N-(9-Acridinyl) Amino Acid Derivatives: Synthesis and In Vitro Evaluation of Anti-Toxoplasma gondii Activity
Đorđe Zlatković, Vladimir Dobričić, Jelena Srbljanović, Olivera Lijeskić, Neda Bauman, Vladimir Ćirković, Tijana Štajner

TL;DR
This study explores new acridine-based compounds as potential treatments for toxoplasmosis, a parasitic infection, showing some promising anti-parasitic activity with acceptable toxicity.
Contribution
The paper introduces and evaluates novel N-(9-acrydinil) amino acid derivatives as anti-Toxoplasma gondii agents.
Findings
CC50 values of the derivatives ranged from 41.72 to 154.10 µM, indicating varying levels of cytotoxicity.
One derivative showed anti-T. gondii activity comparable to standard treatments while maintaining acceptable toxicity.

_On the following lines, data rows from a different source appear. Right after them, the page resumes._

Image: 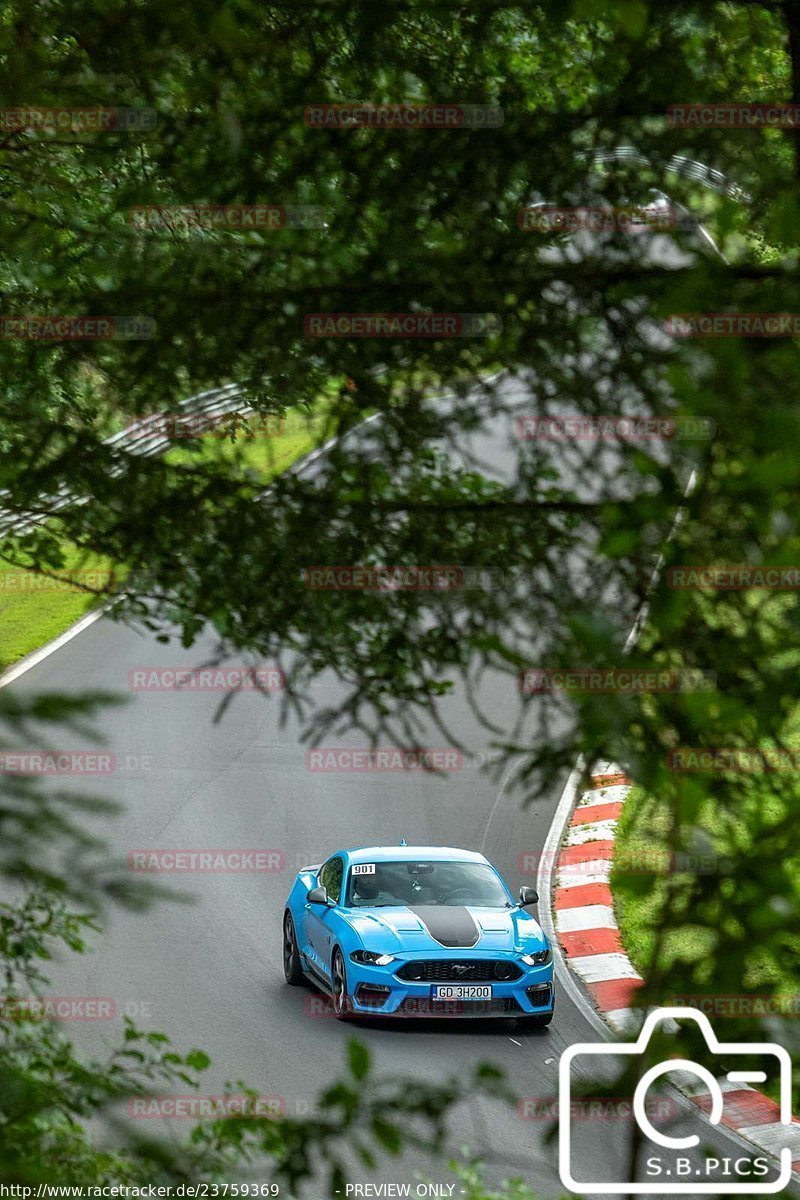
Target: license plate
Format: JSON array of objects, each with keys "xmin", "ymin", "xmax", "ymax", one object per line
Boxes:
[{"xmin": 431, "ymin": 983, "xmax": 492, "ymax": 1000}]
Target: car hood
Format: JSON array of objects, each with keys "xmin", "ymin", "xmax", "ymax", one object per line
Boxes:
[{"xmin": 347, "ymin": 905, "xmax": 547, "ymax": 954}]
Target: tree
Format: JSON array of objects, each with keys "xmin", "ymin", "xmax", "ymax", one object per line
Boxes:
[{"xmin": 0, "ymin": 0, "xmax": 800, "ymax": 1180}]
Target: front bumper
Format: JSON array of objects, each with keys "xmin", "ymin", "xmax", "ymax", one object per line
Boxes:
[{"xmin": 347, "ymin": 952, "xmax": 555, "ymax": 1019}]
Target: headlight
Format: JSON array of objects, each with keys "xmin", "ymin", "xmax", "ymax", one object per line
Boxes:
[
  {"xmin": 522, "ymin": 946, "xmax": 553, "ymax": 967},
  {"xmin": 350, "ymin": 950, "xmax": 395, "ymax": 967}
]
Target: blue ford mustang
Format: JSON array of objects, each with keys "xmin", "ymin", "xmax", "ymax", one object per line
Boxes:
[{"xmin": 283, "ymin": 845, "xmax": 555, "ymax": 1025}]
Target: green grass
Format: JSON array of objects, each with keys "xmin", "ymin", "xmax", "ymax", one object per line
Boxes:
[
  {"xmin": 0, "ymin": 395, "xmax": 330, "ymax": 671},
  {"xmin": 0, "ymin": 542, "xmax": 122, "ymax": 670},
  {"xmin": 164, "ymin": 396, "xmax": 331, "ymax": 482}
]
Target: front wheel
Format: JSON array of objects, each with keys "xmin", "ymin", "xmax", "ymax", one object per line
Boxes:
[
  {"xmin": 283, "ymin": 911, "xmax": 305, "ymax": 988},
  {"xmin": 331, "ymin": 946, "xmax": 351, "ymax": 1021}
]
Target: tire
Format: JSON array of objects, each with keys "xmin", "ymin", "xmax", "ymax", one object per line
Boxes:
[
  {"xmin": 283, "ymin": 908, "xmax": 306, "ymax": 988},
  {"xmin": 331, "ymin": 946, "xmax": 353, "ymax": 1021}
]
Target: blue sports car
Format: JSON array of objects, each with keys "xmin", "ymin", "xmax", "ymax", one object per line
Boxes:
[{"xmin": 283, "ymin": 845, "xmax": 555, "ymax": 1025}]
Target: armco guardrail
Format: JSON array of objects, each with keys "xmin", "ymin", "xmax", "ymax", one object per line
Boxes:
[
  {"xmin": 579, "ymin": 145, "xmax": 752, "ymax": 204},
  {"xmin": 0, "ymin": 383, "xmax": 252, "ymax": 538}
]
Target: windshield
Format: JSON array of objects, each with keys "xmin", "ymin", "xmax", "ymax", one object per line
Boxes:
[{"xmin": 345, "ymin": 862, "xmax": 512, "ymax": 908}]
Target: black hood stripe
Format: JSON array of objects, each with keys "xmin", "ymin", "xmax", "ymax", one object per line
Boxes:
[{"xmin": 408, "ymin": 904, "xmax": 481, "ymax": 946}]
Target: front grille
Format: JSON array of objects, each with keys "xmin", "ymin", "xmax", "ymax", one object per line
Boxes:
[
  {"xmin": 397, "ymin": 959, "xmax": 522, "ymax": 983},
  {"xmin": 397, "ymin": 996, "xmax": 522, "ymax": 1018},
  {"xmin": 355, "ymin": 983, "xmax": 390, "ymax": 1008},
  {"xmin": 525, "ymin": 983, "xmax": 551, "ymax": 1008}
]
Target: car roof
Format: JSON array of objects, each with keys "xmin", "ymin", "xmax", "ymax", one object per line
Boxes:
[{"xmin": 343, "ymin": 846, "xmax": 487, "ymax": 863}]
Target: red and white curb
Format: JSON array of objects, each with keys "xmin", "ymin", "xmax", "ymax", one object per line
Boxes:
[{"xmin": 553, "ymin": 763, "xmax": 800, "ymax": 1175}]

Esterification, aromatic substituents, and side chain length significantly influence both toxicity and activity of the compounds.
Abstract
Background/Objectives: Acridine, an aromatic heterocyclic compound, serves as a basis for the synthesis of potent bioactive derivatives, displaying a broad spectrum of biological activity, such as antibacterial, antitumor, and antiparasitic activity. With the ability to undergo various types of electrophilic substitutions, introducing different side chains could lead to compounds being active towards various and potentially multiple biotargets. Toxoplasma gondii, a ubiquitous protozoan parasite with worldwide distribution, poses a major health threat, particularly in immunocompromised patients and fetuses. Current treatment options for toxoplasmosis are scarce, with notable limitations, especially regarding side myelotoxicity and inactivity towards T. gondii cysts, causing a need for novel drug candidates. The aim of this study was to evaluate selected N-(9-acrydinil) amino acid…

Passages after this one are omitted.